====== The Minimax Task ======

The Bayesian formulation has some limits discussed at the {{:courses:be5b33rpz:lessons:p2rod-nonbayes.pdf|lecture}} and for certain situations one may need to formulate the problem e.g. as a Neyman-Pearson task, Wald task or a Minimax task. Out of this spectrum of problem formulations we will focus on the Minimax task here. You should be able to apply parts of the proposed solution to the other problem formulations on your own.

We will continue with our simple OCR motivation from the previous assignment. Lets consider a situation when we are trying to recognise licence plates. For simplicity we again stick to the simple two-letter alphabet and 10x10 already segmented letters.
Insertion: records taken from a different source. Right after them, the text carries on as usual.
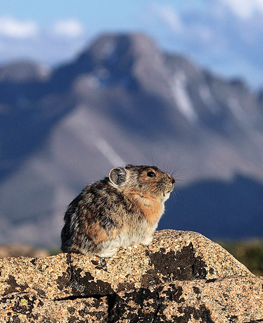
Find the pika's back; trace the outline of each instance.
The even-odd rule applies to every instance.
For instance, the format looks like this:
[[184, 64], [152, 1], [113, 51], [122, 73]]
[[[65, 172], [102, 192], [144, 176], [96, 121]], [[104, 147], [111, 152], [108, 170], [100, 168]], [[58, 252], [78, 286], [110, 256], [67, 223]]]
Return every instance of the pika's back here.
[[114, 168], [69, 205], [62, 251], [109, 257], [120, 247], [146, 244], [174, 183], [171, 175], [156, 167]]

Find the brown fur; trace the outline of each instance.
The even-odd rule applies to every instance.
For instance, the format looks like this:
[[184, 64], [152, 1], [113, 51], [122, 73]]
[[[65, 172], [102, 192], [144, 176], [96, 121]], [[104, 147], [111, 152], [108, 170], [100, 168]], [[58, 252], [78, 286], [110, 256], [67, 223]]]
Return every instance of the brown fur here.
[[121, 247], [148, 245], [173, 188], [155, 167], [128, 165], [85, 187], [68, 206], [62, 250], [110, 257]]

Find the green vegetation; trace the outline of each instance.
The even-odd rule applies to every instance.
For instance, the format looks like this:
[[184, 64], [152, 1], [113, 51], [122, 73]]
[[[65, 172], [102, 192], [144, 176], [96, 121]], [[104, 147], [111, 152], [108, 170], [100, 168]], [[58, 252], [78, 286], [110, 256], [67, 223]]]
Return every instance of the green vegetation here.
[[217, 241], [255, 275], [263, 275], [263, 241]]

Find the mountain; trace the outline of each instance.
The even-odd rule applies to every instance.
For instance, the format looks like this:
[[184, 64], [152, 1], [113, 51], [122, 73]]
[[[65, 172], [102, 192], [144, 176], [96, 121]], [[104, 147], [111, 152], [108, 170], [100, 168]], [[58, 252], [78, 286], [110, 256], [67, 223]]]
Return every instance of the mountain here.
[[[179, 168], [180, 195], [169, 202], [161, 228], [189, 227], [174, 222], [176, 213], [181, 219], [189, 214], [189, 227], [198, 231], [200, 207], [202, 233], [213, 237], [213, 217], [235, 212], [236, 221], [247, 185], [261, 192], [262, 94], [243, 80], [164, 53], [140, 34], [102, 35], [73, 61], [45, 68], [30, 62], [0, 68], [0, 243], [57, 245], [71, 199], [126, 164]], [[250, 224], [247, 236], [263, 232], [255, 220], [263, 208], [253, 189], [246, 205], [257, 206], [253, 218], [241, 215], [240, 223]], [[215, 200], [223, 214], [202, 211]], [[234, 226], [229, 236], [242, 232]]]

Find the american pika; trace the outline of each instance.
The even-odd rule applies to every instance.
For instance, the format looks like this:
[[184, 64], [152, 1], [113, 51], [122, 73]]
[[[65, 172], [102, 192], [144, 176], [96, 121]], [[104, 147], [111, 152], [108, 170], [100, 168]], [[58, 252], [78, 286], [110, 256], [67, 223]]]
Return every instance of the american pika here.
[[106, 258], [120, 247], [148, 246], [174, 183], [154, 166], [114, 168], [68, 206], [62, 251]]

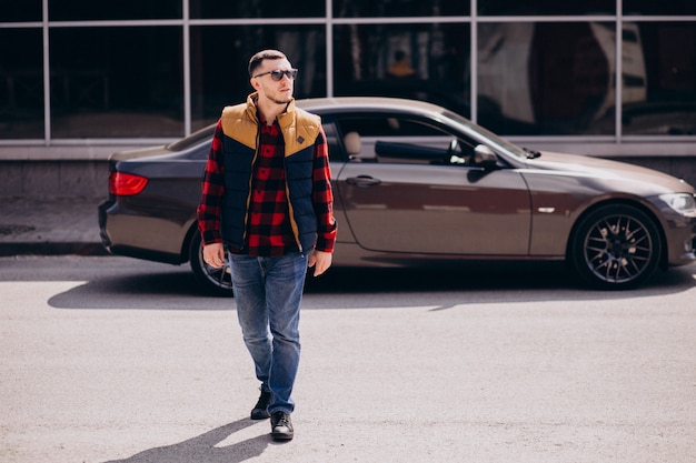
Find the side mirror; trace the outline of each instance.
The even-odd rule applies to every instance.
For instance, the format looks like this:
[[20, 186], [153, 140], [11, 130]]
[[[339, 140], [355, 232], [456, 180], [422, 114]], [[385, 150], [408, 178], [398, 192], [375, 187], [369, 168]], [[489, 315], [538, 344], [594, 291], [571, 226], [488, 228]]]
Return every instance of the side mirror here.
[[485, 144], [478, 144], [474, 149], [474, 165], [481, 167], [484, 169], [493, 169], [498, 163], [498, 158], [493, 150]]

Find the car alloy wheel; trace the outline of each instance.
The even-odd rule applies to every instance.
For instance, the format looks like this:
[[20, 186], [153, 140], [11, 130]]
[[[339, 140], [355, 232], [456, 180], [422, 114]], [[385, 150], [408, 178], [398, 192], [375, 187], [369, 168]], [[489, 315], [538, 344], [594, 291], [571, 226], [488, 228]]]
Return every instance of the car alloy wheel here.
[[575, 270], [600, 289], [635, 288], [657, 269], [662, 252], [653, 220], [635, 207], [601, 207], [579, 223], [571, 241]]

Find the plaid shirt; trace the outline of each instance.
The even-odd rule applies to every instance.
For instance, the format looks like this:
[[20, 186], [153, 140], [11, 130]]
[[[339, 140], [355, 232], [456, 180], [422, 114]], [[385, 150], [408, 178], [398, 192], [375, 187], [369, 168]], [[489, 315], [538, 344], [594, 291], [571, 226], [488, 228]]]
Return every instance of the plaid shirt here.
[[[269, 127], [260, 120], [260, 125], [261, 133], [247, 211], [246, 253], [255, 256], [278, 256], [298, 250], [288, 213], [285, 142], [278, 122]], [[218, 121], [206, 165], [202, 199], [198, 207], [199, 230], [205, 244], [222, 241], [220, 236], [220, 212], [225, 194], [222, 137], [221, 121]], [[325, 252], [334, 252], [336, 242], [330, 178], [326, 135], [321, 130], [315, 142], [312, 202], [318, 224], [316, 249]]]

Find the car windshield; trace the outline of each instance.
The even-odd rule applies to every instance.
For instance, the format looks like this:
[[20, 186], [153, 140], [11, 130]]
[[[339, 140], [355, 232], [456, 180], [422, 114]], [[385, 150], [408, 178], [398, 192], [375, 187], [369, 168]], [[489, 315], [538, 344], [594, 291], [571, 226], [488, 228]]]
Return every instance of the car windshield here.
[[510, 154], [514, 154], [518, 158], [527, 158], [527, 153], [520, 147], [516, 145], [515, 143], [499, 135], [496, 135], [495, 133], [493, 133], [486, 128], [475, 124], [474, 122], [464, 118], [463, 115], [457, 114], [456, 112], [453, 112], [449, 110], [444, 111], [443, 114], [446, 115], [448, 119], [453, 119], [454, 121], [463, 125], [466, 125], [469, 129], [469, 131], [479, 135], [481, 140], [487, 140], [488, 144], [493, 144], [495, 148], [509, 152]]
[[203, 141], [210, 141], [212, 133], [215, 132], [215, 124], [200, 129], [197, 132], [191, 133], [188, 137], [177, 140], [167, 145], [170, 151], [183, 151], [191, 147], [202, 143]]

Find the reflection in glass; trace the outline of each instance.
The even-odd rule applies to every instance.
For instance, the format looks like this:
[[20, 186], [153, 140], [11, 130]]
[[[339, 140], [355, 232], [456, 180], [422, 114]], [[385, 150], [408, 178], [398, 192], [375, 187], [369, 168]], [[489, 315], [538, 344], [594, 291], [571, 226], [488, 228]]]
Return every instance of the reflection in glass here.
[[51, 31], [56, 138], [183, 134], [181, 29]]
[[[626, 1], [626, 0], [624, 0]], [[654, 0], [648, 0], [654, 1]], [[550, 14], [614, 14], [614, 0], [584, 0], [584, 1], [509, 1], [509, 0], [478, 0], [479, 14], [520, 14], [520, 16], [550, 16]]]
[[614, 40], [595, 22], [479, 24], [479, 121], [505, 134], [596, 133], [615, 99]]
[[467, 16], [468, 1], [332, 0], [336, 18]]
[[215, 122], [227, 104], [245, 101], [249, 58], [264, 48], [281, 50], [299, 69], [296, 98], [326, 97], [324, 26], [209, 26], [191, 28], [191, 125]]
[[42, 49], [41, 29], [0, 29], [0, 139], [44, 137]]
[[41, 21], [41, 0], [6, 1], [0, 22]]
[[181, 19], [181, 1], [50, 0], [51, 21]]
[[190, 0], [191, 18], [316, 18], [326, 16], [325, 0]]
[[623, 0], [624, 14], [696, 14], [694, 0]]
[[624, 24], [623, 133], [696, 134], [696, 24]]
[[334, 29], [334, 93], [430, 101], [469, 117], [468, 24]]

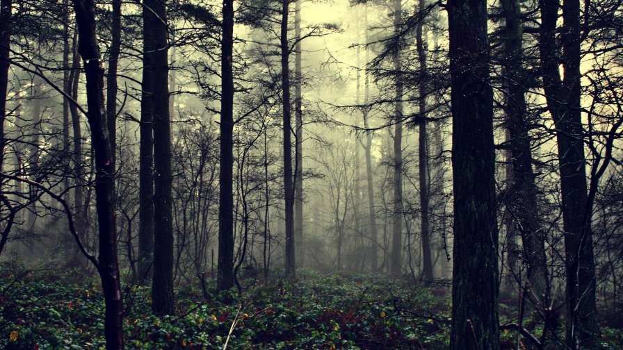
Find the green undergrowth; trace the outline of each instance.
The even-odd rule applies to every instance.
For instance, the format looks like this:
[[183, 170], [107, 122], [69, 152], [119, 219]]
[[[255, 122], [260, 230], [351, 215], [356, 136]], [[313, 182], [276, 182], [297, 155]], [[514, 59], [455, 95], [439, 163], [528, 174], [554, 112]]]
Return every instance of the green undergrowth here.
[[[180, 283], [175, 316], [151, 314], [149, 288], [124, 286], [127, 349], [446, 349], [449, 287], [300, 270], [242, 296]], [[225, 303], [224, 301], [229, 301]], [[0, 349], [104, 349], [97, 278], [0, 265]], [[613, 341], [621, 333], [612, 332]], [[514, 332], [503, 333], [513, 339]], [[510, 341], [508, 341], [509, 344]], [[615, 347], [613, 348], [615, 349]]]

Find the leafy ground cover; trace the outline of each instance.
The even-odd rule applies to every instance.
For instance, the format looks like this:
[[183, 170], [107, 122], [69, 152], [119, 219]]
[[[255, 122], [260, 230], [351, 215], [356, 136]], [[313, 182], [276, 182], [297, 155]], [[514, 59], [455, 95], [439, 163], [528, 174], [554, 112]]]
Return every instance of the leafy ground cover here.
[[[151, 315], [149, 288], [126, 286], [127, 347], [448, 347], [446, 285], [404, 285], [382, 276], [321, 276], [306, 270], [299, 275], [296, 284], [275, 281], [242, 296], [205, 295], [197, 286], [180, 285], [177, 315], [165, 317]], [[103, 315], [96, 279], [75, 272], [0, 266], [0, 349], [103, 349]], [[620, 349], [621, 332], [606, 331], [604, 349]], [[510, 349], [516, 337], [505, 331], [502, 342]]]

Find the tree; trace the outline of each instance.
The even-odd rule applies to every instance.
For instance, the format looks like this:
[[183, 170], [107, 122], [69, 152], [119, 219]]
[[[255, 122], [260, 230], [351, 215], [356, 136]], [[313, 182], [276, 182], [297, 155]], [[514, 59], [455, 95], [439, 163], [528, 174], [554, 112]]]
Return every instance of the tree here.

The situation in the Bayes task then corresponds to a problem of designing a recognition system for a particular crossroad where the a priori probability of the two letters is known or could be measured.

In today's assignment we aim at designing a recognition system which could be deployed //anywhere// in the Czech republic. The licence plates in different cities use different combination of the letters, so the a priori probabilities differ as well. Obviously, it is not practical to find the optimal Bayesian strategy for every camera position.

As you might have already guessed, the situation is ideal for the Minimax strategy. Here, the **a priori probability exists, but is not known**.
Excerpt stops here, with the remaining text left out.